Sunday, December 11, 2011

(LE) Lincoln's Moral Priorities

Maybe we need a theory of levels in Lincon's moral thought, since there is persistent tension between his allegiance to Union and constitutional principle on the one hand, and his unambiguous moral aversion to slavery on the other.

Both are clearly of immense importance to him, but there does seem to be a lexical ordering in favor of procedural legality even over the moral imperative of ending the horrors of slavery. Important as the moral concept of empathy is to him, it cuts both ways -- he empathizes with slaveowners as well as slaves.

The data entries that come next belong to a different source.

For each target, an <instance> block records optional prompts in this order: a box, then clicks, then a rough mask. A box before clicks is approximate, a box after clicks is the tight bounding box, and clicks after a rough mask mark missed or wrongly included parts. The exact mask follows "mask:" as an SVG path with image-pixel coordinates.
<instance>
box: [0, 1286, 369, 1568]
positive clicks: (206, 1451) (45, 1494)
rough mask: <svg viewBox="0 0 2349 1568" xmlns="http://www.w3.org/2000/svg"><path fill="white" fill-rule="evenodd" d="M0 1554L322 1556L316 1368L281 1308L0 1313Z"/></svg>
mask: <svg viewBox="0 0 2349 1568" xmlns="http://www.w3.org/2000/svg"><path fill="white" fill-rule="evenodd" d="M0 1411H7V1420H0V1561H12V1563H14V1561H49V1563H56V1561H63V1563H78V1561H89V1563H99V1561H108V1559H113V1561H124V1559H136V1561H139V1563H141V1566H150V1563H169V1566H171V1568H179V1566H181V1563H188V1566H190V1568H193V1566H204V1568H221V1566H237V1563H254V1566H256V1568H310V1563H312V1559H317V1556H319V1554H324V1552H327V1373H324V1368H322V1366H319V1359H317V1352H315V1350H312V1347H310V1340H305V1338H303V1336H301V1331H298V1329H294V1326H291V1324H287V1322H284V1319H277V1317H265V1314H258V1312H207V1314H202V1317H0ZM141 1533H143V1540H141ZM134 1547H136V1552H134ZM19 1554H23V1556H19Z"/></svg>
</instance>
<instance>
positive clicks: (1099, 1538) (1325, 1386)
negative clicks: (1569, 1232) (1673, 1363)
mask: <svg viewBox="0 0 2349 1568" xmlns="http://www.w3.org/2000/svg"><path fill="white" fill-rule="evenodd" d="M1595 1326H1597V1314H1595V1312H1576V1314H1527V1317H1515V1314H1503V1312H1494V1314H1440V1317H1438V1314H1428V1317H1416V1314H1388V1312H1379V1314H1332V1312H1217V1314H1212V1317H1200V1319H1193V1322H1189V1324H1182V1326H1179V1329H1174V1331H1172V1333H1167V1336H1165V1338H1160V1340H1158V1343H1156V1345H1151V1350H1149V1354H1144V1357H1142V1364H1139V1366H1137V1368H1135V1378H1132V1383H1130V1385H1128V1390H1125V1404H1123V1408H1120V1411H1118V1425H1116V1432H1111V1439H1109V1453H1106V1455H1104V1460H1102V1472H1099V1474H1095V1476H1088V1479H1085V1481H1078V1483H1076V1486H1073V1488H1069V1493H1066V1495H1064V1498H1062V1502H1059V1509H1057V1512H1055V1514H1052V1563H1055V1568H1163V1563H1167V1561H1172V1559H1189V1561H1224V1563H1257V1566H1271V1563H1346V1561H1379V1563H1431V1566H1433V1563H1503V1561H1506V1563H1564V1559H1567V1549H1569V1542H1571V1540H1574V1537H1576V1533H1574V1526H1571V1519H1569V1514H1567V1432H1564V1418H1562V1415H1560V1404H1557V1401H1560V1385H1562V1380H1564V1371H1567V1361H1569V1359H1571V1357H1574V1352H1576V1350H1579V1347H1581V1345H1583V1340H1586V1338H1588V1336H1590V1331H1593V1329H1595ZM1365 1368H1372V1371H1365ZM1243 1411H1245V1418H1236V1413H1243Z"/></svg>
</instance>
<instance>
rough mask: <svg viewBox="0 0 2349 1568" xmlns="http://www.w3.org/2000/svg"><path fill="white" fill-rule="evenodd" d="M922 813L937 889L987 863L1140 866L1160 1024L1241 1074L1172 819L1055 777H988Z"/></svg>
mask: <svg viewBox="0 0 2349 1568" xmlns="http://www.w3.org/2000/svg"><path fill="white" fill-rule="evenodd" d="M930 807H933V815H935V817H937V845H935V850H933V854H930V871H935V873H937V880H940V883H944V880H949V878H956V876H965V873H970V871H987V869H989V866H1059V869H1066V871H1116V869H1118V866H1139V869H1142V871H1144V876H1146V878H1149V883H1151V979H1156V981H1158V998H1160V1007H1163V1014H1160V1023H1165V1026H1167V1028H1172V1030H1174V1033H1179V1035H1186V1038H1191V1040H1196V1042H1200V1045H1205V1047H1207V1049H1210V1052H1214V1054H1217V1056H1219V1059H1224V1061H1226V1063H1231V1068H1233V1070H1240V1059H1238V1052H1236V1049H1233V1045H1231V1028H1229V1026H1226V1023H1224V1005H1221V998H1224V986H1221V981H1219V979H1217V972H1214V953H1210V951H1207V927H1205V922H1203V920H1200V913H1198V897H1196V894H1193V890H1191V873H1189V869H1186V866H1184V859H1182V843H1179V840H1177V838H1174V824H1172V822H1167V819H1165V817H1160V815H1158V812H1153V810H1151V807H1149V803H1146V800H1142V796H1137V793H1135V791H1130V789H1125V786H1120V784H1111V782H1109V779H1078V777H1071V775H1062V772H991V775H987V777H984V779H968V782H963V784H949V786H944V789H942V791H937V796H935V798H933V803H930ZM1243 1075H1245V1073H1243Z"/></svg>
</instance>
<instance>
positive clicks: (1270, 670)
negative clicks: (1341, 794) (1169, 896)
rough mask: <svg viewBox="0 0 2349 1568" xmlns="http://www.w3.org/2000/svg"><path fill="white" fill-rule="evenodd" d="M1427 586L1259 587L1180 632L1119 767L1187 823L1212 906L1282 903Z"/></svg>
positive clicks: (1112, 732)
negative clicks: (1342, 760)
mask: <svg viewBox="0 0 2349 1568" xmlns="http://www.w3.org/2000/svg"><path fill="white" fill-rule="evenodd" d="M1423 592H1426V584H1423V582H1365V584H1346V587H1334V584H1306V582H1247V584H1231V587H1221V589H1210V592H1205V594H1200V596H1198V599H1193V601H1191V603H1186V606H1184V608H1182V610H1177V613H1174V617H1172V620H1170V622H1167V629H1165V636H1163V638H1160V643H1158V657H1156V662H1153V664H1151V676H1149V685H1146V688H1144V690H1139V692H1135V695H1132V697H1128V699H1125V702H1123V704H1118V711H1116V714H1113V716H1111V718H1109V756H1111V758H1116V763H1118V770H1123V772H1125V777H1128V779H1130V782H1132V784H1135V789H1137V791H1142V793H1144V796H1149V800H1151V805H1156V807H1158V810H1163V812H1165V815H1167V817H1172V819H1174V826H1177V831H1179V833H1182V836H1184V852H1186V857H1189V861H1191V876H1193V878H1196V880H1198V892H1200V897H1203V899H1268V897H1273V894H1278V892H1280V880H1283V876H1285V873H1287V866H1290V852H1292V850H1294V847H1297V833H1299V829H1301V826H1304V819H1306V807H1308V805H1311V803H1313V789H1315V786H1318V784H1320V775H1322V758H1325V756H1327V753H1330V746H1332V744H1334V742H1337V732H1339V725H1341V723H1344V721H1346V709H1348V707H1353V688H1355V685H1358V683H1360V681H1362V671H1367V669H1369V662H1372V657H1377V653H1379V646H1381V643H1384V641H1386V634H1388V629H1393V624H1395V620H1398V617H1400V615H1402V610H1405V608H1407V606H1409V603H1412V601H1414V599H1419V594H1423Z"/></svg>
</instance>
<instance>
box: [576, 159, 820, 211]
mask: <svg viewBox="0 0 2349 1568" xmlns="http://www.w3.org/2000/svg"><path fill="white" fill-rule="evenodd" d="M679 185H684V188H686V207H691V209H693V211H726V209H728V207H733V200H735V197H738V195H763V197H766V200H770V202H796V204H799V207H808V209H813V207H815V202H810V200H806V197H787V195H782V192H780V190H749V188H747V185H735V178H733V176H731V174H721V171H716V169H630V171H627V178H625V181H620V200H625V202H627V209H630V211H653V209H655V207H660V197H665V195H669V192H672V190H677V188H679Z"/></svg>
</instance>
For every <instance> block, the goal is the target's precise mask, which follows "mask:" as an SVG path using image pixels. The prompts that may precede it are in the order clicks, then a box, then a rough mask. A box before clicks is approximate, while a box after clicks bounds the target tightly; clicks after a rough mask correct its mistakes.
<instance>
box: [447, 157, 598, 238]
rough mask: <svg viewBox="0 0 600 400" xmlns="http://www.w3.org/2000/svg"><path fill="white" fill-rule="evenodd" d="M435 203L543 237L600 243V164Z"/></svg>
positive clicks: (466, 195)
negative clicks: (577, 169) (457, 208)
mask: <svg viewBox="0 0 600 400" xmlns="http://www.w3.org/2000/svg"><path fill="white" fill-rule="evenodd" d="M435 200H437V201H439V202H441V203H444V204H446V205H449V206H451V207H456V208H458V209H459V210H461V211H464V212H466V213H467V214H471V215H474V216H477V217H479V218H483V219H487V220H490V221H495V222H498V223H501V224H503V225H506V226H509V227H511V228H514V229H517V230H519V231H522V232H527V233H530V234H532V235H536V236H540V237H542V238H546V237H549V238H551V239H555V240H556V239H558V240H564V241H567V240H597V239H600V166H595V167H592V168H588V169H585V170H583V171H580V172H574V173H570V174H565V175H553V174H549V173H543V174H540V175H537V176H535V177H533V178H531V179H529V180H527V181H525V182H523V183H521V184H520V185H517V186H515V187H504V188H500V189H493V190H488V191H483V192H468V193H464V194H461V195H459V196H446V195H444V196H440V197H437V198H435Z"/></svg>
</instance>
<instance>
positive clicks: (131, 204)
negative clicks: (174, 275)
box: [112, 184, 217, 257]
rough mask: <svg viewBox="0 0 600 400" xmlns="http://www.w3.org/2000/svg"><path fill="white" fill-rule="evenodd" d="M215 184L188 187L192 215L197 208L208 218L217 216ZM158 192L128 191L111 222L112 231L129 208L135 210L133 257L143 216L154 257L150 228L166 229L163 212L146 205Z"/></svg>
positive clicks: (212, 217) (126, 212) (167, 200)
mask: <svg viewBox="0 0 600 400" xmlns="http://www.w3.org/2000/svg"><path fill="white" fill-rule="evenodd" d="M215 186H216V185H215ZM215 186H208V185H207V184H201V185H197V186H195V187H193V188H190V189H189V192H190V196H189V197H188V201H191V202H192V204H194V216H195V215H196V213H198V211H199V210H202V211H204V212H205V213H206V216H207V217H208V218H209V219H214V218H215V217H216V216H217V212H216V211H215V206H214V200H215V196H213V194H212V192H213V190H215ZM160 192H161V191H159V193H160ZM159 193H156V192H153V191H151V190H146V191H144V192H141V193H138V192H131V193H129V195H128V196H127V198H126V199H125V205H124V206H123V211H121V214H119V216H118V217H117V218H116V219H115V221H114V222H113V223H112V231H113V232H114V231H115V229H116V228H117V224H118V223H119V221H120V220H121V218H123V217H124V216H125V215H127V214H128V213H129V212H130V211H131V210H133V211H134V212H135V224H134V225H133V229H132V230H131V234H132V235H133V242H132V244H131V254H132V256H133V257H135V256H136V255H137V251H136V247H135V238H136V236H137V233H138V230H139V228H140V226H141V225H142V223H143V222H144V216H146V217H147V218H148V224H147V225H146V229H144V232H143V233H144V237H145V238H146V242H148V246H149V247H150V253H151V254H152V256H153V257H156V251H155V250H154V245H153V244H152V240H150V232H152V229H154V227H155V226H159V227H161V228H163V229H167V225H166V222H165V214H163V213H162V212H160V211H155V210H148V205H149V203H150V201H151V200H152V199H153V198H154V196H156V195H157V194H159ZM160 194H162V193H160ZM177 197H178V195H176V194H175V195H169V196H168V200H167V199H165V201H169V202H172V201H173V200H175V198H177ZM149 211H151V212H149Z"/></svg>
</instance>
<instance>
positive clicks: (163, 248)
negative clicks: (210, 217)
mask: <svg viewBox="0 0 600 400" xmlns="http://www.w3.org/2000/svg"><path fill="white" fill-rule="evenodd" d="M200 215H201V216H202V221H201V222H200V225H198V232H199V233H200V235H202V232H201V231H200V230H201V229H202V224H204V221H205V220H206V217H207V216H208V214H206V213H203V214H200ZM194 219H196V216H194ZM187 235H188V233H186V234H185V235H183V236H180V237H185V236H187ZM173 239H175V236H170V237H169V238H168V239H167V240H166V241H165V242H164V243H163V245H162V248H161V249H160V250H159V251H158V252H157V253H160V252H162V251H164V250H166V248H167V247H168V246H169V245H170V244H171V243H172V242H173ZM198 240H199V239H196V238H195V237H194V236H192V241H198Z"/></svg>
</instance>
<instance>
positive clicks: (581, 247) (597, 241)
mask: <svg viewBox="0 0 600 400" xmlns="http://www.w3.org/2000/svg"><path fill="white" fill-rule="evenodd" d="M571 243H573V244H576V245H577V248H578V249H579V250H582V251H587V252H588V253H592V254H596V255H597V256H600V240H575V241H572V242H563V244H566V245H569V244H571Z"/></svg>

Perhaps, then, Enlightenment constitutional legality is the operating system, and all other specific moral content -- the results of empathy, reflection, drawing particular moral judgments, etc., is the software that runs on it. His position may be that if you want people to live better lives and make better moral choices, instead of threatening or scolding them you need to give them better laws, legal concepts, and processes (the moral architecture within which their characters form, and within which they make their day-to-day choices). Necessarily, then, he plays a long game that makes almost everyone impatient.

This helps explain, both how he can seem to be so cavalier about the horrors of slavery (content to let it die out in a century), and why he expends such energy and legal imagination to make the concept of equality from the Declaration function as a Constitutional principle -- repairs to the operating system are his priority over software patches, as the latter can never really solve the problem.

2 comments:

Shelby said...

How can Lincoln, within the confines of his job description as president, give people better laws? Isn't that something they have to decide for themselves?

Matt Silliman said...

Ah, nice. You're remembering Kant's definition of freedom as autonomy: acting from laws you give yourself.

But constitutional interpretation and legislation can shape culture, the way highway designers shape roads and sidewalks to encourage (or inhibit) safe travel. By helping people internalize the ideal of equality before the law, he makes the institution of slavery less normal and socially acceptable, paving the way to racial equality down the road.

You can see that, on this reading, Lincoln's really great accomplishment was not Emancipation or winning the war, but the integration of the Declaration with the Constitution on the matter of equality.